INTERROGATOIRE DE WERNER SCHUSTER

Werner Schuster attendait patiemment dans une pièce de l'hôtel réservée pour les interrogatoires du FBI. Il venait de passer la quarantaine mais conservait une allure jeune. Il se demandait bien pourquoi est-ce qu'ils commençaient par lui.

- Monsieur Schuster, asseyez-vous, l'invita Rossi. Je suis l'agent Rossi du FBI.
- Que puis-je faire pour vous? demanda l'entraîneur de l'équipe allemande une fois assis.
- J'aurais quelques questions à vous poser. D'abord, est-ce vous qui avez choisi de ne plus entraîner notre première victime? Ou vous a-t-on obligé à partir? lui demanda le profileur.
- Mais c'est quoi cette question? Qu'est-ce que ça a à voir avec les meurtres?
- C'est simple. Pour ne rien vous cacher, vous êtes un dénominateur commun entre nos victimes, donc, est-ce vous qui avez choisi de ne plus entraîner Schlierenzauer ou non, redemanda Rossi en regardant le suspect droit dans les yeux.
- L'évolution de carrière, vous connaissez? Après avoir entraîné les espoirs autrichiens pendant des années, j'ai voulu passé à l'étape supérieure. En Autriche, ce n'était pas possible. Puis, l'équipe suisse m'a proposé le poste et j'ai accepté. Voilà. Ça vous suffit? répondit l'Autrichien en croisant les bras.
- ça ne vous a pas vexé de voir que c'était un autre entraîneur qui recevait tout le mérite de la réussite de votre ancien protégé? Je veux dire, c'est quand même vous qui avez découvert Schlierenzauer. Ce n'est pas frustrant? insista David Rossi.
- Mais non. Bien au contraire. Je suis fier. Je me dis qu'il est là où il en est grâce à moi. Était pardon, corrigea-t-il.
- Et parlons de l'équipe suisse. Vous avez presque amené Simon Ammann à décrocher un globe de cristal, en tout cas en début de saison et après vous rechanger d'équipe.

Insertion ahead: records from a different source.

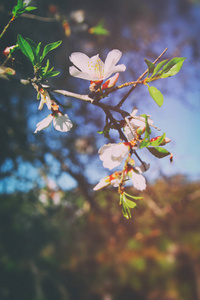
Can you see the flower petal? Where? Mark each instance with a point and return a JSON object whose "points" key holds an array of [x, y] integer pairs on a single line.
{"points": [[113, 154], [102, 183], [62, 122], [76, 73], [112, 58], [80, 60], [138, 180], [44, 123], [96, 68], [115, 69]]}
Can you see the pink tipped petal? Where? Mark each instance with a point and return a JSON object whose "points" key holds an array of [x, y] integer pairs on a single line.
{"points": [[138, 180], [80, 60], [102, 183], [112, 58], [76, 73], [44, 123], [62, 123], [115, 69]]}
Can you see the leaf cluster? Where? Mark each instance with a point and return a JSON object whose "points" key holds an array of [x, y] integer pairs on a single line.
{"points": [[153, 148], [32, 51], [21, 8], [163, 69]]}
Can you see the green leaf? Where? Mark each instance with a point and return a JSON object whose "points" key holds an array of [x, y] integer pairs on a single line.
{"points": [[158, 151], [133, 197], [17, 8], [106, 131], [130, 203], [20, 8], [158, 141], [172, 67], [146, 139], [29, 8], [156, 95], [150, 66], [49, 48], [99, 29], [26, 48]]}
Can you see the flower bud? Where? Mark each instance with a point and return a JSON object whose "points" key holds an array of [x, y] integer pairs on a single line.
{"points": [[140, 130], [164, 142], [7, 50]]}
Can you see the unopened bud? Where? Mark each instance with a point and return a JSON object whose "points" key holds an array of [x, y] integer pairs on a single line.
{"points": [[164, 142], [6, 52], [140, 130], [110, 82]]}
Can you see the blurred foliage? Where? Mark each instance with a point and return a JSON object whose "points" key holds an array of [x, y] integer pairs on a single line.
{"points": [[70, 250], [76, 245]]}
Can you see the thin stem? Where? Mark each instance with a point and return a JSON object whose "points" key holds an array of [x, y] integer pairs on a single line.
{"points": [[133, 151], [6, 27], [74, 95], [138, 80]]}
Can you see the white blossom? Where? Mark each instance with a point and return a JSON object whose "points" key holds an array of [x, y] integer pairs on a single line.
{"points": [[108, 180], [93, 68], [61, 122], [113, 154]]}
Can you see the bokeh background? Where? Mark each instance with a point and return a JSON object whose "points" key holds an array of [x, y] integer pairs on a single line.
{"points": [[59, 239]]}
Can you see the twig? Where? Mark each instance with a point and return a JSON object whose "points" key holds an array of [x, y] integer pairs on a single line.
{"points": [[138, 80], [74, 95]]}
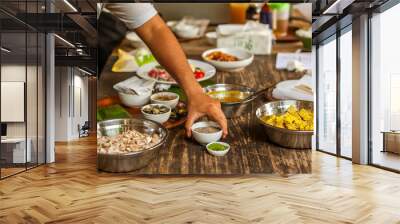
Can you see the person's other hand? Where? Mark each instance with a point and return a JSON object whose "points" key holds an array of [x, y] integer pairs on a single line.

Et là, vous allez dire que c'est de nouveau une évolution de carrière? interrogea l'agent Rossi.
- J'ai entraîné les Suisses une seule année. Andreas Küttel était 7ème de la Coupe du Monde et Simon 9ème du général. Ces deux gars sont au sommet. Ils n'ont rien à apprendre. Et les autres débutent leur carrière. Le challenge n'était simplement pas intéressant en tant qu'entraîneur de l'équipe nationale. Lorsque les Allemands m'ont contacté, j'ai sauté sur l'occasion. L'équipe nationale est au fond du trou depuis des années. C'est pourquoi j'ai accepté. Et oui, en plus le salaire était plus intéressant, expliqua-t-il agacé.
- Je vois, mais les meurtres de Schlierenzauer et d'Ammann vous arrangent quand même. Ils y a moins d'obstacles pour votre équipe. C'est plus facile pour elle de briller maintenant, insista Rossi
- Mais non. Vous croyez franchement que je me suis mis dans la tête de tuer tous ceux qui sont mieux classés que mes gars? Prenez le classement et regardez. Je ne vais quand même pas tuer 15 personnes! C'est du délire, ajouta-t-il consterné.
- Il y a une question que j'aimerais vous poser. Que faisiez-vous les soirs des deux meurtres? lui demanda l'agent Rossi.
- Voyons. Samedi soir après la conférence de presse, je suis rentré à l'hôtel avec mon équipe. On a fait le point sur notre situation, contrôlé une dernière fois les combinaisons, puis je suis allé à l'hôtel des Autrichiens et j'ai bu un verre avec Alexander Pointner. Il m'a quitté après avoir reçu l'appel de Morgenstern mais sur le moment, il ne m'a pas dit de quoi il s'agissait. Puis, je suis entré à mon hôtel. Lorsque Simon a été tué, j'étais dans la chambre de Michael Uhrmann et Martin Schmitt avec mon portable pour regarder les vidéos de leurs sauts. Vous pouvez leur demander, expliqua-t-il.
- Mais je le ferai. Merci pour vos réponses monsieur Schuster.

Rossi se leva et ouvrit la porte. Il s'arrêta et se retourna vers l'entraîneur.

- Vous pouvez y aller. Encore merci pour le temps que vous m'avez consacré.

- C'est notre homme? demanda Morgan qui attendait dans le couloir.
- Non, je ne crois pas. Il a un solide alibi pour chaque soir. On va les vérifier, mais je pense qu'on ne trouvera rien, lui répondit-il.